= Dorothy Korber =

American journalist

Dorothy Korber is an American journalist. Korber served as a reporter for almost 30 years.

Korber received a bachelor's degree in journalism from Long Beach State University and a master's degree in journalism from the University of California, Los Angeles.

Korber served as political columnist and state capitol reporter for the Long Beach Press-Telegram for 13 years, and also wrote for the Los Angeles Daily News. At the Press-Telegram, Korber covered topics such as Long Beach city government, education, politics, and the 1990 U.S. census.
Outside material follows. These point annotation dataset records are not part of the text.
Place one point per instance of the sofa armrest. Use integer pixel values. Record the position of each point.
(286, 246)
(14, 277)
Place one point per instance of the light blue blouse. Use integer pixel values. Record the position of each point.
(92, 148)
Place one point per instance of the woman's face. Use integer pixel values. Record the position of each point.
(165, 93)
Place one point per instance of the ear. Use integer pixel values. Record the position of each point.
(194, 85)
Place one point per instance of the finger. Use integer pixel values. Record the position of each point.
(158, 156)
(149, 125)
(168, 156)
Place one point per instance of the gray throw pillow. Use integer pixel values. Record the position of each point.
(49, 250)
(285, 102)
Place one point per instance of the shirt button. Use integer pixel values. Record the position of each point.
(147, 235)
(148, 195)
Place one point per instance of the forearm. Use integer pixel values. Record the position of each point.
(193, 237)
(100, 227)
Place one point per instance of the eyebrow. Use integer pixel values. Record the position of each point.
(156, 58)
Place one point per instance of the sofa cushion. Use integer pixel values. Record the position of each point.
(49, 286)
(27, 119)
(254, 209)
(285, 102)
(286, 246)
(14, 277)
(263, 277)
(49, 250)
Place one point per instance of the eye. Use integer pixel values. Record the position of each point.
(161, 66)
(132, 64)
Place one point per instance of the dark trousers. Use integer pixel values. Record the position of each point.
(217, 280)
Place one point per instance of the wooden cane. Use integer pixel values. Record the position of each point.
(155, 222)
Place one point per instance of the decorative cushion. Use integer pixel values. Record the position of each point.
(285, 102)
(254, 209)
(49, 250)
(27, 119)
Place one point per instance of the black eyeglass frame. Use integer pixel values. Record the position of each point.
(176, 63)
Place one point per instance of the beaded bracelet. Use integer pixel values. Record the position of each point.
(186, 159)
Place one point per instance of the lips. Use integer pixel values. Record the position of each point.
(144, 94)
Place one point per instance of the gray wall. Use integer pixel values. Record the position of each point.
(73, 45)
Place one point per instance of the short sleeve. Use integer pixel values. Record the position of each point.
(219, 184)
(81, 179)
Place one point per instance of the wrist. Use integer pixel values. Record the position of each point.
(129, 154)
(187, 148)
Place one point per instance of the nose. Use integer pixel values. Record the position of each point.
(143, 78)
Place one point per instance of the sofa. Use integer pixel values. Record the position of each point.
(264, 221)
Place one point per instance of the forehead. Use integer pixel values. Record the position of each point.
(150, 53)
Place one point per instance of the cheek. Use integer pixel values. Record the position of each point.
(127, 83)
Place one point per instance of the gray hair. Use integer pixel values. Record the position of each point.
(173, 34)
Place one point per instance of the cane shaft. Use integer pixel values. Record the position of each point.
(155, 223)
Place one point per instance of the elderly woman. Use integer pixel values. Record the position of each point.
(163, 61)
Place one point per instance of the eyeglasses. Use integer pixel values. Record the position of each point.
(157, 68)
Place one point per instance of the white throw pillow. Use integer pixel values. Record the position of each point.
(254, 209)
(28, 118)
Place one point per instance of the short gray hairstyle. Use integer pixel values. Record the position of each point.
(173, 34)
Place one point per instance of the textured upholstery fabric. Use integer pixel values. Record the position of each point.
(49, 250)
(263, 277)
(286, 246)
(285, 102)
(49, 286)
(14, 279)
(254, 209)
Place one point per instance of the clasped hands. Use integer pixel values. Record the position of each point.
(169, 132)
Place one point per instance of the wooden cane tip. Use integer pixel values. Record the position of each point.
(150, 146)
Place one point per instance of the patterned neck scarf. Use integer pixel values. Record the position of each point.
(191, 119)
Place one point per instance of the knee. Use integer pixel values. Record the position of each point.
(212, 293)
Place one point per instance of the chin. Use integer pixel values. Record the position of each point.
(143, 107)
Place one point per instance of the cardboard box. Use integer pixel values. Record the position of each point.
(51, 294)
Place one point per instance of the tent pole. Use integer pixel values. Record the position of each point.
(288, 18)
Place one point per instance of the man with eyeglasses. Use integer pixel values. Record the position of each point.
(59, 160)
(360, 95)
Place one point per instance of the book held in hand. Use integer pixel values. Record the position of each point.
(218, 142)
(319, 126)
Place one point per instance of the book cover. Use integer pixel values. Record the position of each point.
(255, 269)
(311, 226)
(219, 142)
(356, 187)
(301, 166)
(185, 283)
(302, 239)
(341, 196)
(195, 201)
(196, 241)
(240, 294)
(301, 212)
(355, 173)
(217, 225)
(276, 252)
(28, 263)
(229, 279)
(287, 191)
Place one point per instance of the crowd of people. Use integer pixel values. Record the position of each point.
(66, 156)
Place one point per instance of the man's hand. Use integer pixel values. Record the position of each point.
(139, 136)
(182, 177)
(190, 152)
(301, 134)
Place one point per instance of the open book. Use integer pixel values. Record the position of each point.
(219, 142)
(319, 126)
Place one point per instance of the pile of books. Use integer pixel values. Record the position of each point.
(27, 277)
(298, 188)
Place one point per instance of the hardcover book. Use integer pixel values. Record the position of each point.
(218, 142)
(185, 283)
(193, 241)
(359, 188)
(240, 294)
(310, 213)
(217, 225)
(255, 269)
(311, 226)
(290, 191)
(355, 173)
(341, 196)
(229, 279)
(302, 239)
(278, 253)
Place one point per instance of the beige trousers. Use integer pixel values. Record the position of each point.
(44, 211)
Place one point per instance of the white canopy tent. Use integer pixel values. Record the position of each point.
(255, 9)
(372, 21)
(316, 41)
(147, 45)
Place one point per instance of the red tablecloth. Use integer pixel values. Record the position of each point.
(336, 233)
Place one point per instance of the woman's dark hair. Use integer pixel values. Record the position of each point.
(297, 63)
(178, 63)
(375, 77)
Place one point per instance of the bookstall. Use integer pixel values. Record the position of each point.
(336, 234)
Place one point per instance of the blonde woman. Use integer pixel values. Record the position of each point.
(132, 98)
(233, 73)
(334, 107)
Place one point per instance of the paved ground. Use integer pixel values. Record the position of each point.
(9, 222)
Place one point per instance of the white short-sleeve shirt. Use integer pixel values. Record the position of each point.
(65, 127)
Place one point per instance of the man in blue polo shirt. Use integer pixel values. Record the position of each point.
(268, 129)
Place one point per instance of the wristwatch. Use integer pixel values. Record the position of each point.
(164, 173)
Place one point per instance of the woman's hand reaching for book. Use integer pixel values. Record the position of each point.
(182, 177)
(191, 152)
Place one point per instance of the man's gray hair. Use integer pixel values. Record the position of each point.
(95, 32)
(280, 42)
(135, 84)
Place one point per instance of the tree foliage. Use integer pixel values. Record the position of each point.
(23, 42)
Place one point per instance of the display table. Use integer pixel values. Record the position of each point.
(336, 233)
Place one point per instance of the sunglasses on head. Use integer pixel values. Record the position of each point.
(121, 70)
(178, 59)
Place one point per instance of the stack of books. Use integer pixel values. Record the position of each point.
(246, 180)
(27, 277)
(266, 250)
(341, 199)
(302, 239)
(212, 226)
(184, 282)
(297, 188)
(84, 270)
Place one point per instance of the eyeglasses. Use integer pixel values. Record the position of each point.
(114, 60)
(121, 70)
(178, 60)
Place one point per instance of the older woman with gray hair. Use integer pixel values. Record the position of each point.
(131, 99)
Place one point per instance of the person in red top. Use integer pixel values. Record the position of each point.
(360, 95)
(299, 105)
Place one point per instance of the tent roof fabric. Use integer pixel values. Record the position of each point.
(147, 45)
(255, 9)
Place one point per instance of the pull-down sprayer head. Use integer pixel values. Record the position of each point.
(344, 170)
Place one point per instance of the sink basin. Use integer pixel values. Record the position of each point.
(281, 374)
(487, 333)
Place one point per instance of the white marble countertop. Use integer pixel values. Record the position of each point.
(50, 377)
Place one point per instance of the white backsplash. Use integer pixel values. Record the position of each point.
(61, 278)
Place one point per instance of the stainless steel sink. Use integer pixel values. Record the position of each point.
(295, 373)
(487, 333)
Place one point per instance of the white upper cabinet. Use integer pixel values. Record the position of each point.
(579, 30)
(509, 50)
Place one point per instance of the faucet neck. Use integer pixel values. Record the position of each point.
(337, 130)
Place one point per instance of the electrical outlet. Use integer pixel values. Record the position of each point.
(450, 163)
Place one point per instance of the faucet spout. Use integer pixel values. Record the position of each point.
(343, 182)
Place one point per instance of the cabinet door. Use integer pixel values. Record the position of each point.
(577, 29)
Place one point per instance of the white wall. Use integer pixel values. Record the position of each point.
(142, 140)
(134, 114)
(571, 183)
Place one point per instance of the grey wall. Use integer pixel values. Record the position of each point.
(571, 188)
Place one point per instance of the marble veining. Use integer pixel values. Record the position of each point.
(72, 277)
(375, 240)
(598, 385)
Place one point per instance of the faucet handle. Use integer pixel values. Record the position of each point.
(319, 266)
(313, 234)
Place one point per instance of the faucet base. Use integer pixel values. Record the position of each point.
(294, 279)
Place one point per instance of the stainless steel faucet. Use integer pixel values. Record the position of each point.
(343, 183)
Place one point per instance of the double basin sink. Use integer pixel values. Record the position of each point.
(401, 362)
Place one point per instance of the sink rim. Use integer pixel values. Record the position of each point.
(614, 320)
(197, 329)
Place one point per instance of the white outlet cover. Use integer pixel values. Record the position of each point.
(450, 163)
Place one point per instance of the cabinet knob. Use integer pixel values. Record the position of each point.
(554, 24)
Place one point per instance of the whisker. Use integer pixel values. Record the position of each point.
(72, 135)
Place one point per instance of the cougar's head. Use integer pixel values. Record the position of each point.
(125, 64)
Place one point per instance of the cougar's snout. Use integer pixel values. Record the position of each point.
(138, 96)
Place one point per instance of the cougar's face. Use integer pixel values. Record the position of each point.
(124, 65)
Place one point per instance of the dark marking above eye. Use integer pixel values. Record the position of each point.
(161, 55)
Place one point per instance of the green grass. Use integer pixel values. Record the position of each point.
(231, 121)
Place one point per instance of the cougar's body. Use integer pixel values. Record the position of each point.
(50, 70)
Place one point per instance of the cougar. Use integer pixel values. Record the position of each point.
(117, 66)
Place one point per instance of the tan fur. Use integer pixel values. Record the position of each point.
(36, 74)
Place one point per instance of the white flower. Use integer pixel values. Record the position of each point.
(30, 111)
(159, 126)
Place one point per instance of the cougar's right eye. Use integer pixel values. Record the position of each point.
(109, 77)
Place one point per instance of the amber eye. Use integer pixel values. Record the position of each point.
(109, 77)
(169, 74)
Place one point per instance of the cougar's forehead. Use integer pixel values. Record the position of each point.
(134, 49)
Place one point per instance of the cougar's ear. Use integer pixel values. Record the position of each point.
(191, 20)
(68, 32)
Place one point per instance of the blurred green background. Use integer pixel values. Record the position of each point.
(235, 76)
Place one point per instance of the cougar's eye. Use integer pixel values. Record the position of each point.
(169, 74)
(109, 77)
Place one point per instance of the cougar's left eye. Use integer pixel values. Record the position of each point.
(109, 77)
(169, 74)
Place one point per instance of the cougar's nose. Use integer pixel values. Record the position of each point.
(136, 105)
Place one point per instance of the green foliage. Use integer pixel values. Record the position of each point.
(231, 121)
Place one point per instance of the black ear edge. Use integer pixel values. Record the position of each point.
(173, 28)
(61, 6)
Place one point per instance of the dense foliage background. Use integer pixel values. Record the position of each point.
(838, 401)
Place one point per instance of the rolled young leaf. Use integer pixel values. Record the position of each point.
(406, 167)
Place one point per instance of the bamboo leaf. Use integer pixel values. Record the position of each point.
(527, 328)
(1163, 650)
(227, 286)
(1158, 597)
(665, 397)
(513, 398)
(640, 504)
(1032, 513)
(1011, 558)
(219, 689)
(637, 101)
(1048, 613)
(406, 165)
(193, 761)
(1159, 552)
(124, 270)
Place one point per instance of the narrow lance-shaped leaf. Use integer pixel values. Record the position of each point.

Korber joined the Sacramento Bee in March 2000. In 2006, Korber and Bee colleague Christina Jewett received the 2006 Excellence in Criminal Justice Reporting Award in the individual article category for their investigative report "Questions Persist Over Jail Health Care," on conditions inside the Sacramento County Main Jail; the pieces led to the creation of an independent oversight agency for the Sheriff's Department. In 2004, with Bee colleague John Hill, she received a George Polk Award for State Reporting for reports on "Chief's Disease," abuses of workers' compensation by California Highway Patrol leadership. In 2008, Korber accepted a buyout in 2008 as part of a wave of layoffs at the Bee.

After leaving the Bee, Korber became principal consultant to the California State Senate Office of Oversight and Outcomes.